I had some trouble when boarding at O'Hare. I had to remove my shoes, and when the conveyor belt ate them, I knew instantly what had happened. The security officer, a thin, hatchet-faced woman, tried to pretend that she didn't know what had happened. This was bullshit. The shoes were Manolo Blahniks, and the closest this woman would ever get to them would be looking through a showcase window. I spotted a golden heel protruding from one of her trouser pockets, grabbed her bicep and applied pressure in a certain way. She collapsed of course. I was all concern, calling for medical assistance, creating a great fuss, and was commended for my fast action. Got my shoes back too.
Upon deplaning in Toronto, I became aware that the government was about to fall, Jack Layton, Stephane Dion and Gilles Duceppe were beside themselves with joy, and worst of all, learned that someone had unsealed a coffin and Jean Chretien was abroad in the land. What had Stephen done? I will call him immediately (a $2M campaign contribution has its rewards) and get to the bottom of all this.
Friday, November 28, 2008
Now I well realized that the points I wished to make would fall on deaf ears, in that if you argue with a reformer, you are always wrong, but really, this was getting completely out of hand.
"That's rubbish," I said loudly and clearly.
Silence for a moment, and then someone asked, "What's rubbish? You can't ignore global warming. Look at what Al Gore --"
"Let's conveniently forget about inconvenient truths for a moment," I interrupted, "and concentrate on the issue of the earth. It may get warmer, it may get colder, but it sure isn't in peril. Think for a moment about a planet undergoing real global warming. Think about Venus, average temperature on the surface of 500 degrees Centigrade, with an atmosphere of carbon dioxide, nitrogen, sulphuric acid and smaller traces of God knows what. Now that's a planet in peril, yet you know what? It gets along just fine, does Venus. As does Earth."
"So?' asked one of the enviromentalists who had given one of the more hair-raising talks.
"So, my friend" I replied, "the planet has been there, done that, and is still with us. Let's review, and yes, you can buy me another Cosmopolitan.

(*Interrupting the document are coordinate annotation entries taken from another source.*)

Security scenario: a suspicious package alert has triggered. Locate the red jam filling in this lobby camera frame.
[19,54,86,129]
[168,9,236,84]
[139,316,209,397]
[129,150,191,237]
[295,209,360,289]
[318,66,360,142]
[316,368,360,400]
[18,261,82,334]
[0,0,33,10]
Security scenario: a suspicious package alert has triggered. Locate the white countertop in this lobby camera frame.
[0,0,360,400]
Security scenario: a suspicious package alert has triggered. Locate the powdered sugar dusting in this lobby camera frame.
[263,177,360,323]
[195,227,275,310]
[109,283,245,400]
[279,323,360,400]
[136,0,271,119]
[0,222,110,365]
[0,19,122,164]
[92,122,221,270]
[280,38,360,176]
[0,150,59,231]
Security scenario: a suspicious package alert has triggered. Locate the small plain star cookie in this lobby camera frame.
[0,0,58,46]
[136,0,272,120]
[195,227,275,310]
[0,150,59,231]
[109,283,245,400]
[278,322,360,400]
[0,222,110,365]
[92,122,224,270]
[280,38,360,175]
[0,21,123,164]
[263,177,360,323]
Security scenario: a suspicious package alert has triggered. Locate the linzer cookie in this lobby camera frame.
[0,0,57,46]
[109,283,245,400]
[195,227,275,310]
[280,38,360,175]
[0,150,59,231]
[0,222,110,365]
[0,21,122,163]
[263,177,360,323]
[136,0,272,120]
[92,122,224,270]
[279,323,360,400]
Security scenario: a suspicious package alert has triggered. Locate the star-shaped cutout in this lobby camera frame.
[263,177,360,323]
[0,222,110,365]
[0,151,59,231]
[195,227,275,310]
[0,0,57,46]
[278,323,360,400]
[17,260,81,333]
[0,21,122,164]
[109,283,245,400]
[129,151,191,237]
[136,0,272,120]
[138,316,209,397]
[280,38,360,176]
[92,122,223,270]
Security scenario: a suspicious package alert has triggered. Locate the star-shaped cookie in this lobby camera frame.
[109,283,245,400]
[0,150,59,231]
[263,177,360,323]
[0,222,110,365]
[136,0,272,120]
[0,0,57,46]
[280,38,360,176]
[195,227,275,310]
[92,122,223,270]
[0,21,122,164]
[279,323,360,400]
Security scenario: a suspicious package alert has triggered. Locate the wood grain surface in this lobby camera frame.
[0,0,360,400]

First, the Pleistocene Ice Age, 110,000 years ago. Then the Bolling Warm Period, 14,700 years ago. Lasted for some 800 years. This gave way to the Older Dryas Cooling for 300 years, to be followed by the Allerod Warming that went on for 700 years. Most recently we had the Little Ice Age from 1500 to 1850, and since then things have been getting gradually warmer, although nowhere near the Bolling Period. Hence, as you can see, the Conference has been asking the wrong question."
This was greeted by blank stares. Too much information, I thought, too soon.
"The real question" I continued, "should centre upon us. It is we, not the planet, that are in peril. And we will have to act imaginatively. Curtailing greenhouse gases will help, but not that much. The planetary forces at work are far beyond our ability to rein them in, at least outside of an Iain Banks novel, and therefore as much emphasis should be placed on adaptation as on carbon capping and stashing. Oh, and thanks for the drink."
Two minutes later our little section of the bar was deserted.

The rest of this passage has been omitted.